The reserve is located in several altitudinal zones. The coast of Baikal is adjacent to a narrow belt of lacustrine Baikal terraces (460–600 m above sea level), dominated by Siberian and Dahurian larch forests, with Siberian pine (cedar), Scots pine, birch forests, alternating with peat bogs and floodplain meadows. The lower and middle parts of the Barguzinsky ridge slopes (600–1250 m above sea level) are occupied by mountain taiga forests, mostly composed of Scots pine and Siberian pine. The upper tree line is constituted by birch krummholtz, fir and spruce forests of the subalpine belt, with subalpine meadows occupying stream valleys. The rest of the reserve is mountainous, with sparse dwarf pine vegetation on drier slopes, and shrubby alpine tundras on wetter ones.

==Related personnel==
- Konstantin Zabelin (1885–1934), the first director of the reserve.
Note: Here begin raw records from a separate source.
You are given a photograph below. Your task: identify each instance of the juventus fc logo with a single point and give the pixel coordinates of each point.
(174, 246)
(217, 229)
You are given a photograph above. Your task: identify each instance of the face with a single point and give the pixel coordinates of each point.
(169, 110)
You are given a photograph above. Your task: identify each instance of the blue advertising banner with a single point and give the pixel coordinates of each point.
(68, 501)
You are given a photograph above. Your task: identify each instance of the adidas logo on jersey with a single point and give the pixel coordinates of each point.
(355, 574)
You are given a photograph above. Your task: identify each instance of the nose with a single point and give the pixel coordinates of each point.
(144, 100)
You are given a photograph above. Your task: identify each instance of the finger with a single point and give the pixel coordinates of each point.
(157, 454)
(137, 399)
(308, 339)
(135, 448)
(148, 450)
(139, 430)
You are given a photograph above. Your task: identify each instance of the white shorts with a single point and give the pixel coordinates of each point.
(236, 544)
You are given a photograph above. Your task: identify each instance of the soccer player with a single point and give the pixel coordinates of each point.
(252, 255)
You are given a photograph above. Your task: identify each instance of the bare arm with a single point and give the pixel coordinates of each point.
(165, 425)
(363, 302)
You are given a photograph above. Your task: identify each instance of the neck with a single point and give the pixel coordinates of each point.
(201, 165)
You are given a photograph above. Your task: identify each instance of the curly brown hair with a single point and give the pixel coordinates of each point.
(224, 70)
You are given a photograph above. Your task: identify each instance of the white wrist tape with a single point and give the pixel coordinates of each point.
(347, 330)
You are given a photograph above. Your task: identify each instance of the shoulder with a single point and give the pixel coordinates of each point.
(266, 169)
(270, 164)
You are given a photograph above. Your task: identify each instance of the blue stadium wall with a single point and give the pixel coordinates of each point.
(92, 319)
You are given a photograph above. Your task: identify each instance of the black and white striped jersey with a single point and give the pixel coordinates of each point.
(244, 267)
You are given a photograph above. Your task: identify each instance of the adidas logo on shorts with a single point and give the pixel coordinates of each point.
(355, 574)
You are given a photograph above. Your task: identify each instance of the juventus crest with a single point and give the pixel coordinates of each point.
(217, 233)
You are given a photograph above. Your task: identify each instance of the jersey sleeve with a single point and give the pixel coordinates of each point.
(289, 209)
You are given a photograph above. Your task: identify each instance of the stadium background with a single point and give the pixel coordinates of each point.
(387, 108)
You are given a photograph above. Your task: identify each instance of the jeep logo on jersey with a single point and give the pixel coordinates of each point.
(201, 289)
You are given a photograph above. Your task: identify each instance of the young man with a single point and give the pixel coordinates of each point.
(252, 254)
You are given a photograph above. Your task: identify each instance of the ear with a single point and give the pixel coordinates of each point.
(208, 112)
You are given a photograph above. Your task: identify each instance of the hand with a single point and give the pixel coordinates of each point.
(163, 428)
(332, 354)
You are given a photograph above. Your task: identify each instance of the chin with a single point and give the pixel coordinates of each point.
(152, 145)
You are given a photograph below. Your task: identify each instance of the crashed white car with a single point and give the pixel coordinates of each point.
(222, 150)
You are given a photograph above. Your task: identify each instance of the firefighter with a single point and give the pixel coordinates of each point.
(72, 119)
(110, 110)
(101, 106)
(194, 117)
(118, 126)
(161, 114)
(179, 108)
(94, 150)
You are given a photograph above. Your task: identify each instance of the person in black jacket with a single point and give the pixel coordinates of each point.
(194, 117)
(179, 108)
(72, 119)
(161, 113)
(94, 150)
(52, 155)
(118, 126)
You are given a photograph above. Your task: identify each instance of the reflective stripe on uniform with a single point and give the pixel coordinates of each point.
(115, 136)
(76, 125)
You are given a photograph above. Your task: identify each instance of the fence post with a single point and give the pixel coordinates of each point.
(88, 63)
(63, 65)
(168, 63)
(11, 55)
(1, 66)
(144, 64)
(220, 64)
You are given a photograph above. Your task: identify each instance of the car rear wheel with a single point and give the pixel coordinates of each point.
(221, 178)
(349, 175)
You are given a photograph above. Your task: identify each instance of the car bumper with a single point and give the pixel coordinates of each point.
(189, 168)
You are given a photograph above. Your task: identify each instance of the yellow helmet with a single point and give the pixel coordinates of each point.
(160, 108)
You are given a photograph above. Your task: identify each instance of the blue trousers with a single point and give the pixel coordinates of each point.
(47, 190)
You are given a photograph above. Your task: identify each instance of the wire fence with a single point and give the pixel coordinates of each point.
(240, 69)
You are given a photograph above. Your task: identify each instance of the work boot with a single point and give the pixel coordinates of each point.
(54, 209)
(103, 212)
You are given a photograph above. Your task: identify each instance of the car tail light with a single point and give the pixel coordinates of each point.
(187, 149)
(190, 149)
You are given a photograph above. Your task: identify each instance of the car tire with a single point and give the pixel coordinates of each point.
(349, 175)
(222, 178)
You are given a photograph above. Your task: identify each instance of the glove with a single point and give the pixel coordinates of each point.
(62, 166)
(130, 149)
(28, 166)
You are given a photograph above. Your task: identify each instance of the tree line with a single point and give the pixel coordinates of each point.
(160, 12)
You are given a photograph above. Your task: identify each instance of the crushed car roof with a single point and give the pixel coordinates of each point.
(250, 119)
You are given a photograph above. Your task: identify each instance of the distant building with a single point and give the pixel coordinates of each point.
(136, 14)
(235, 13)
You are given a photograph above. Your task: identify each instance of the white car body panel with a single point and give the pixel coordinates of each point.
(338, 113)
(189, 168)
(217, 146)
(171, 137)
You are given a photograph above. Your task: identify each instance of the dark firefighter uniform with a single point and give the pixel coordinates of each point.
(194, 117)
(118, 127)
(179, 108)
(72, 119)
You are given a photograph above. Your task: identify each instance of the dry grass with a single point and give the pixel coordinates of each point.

- Zenon Svatosh (1886–1949), a polar explorer and the second director of the reserve. The reserve Yaroslavets-class ship operating since the 1970s is named after Svatosh.
- Evgeny Chernikin (1928–2009), a prominent zoologist, specialising in sable ecology.
- Gennadiy Yankus (1940–2022), director in 1971–2011.
- Mikhail Ovdin (b. 1983), the current director.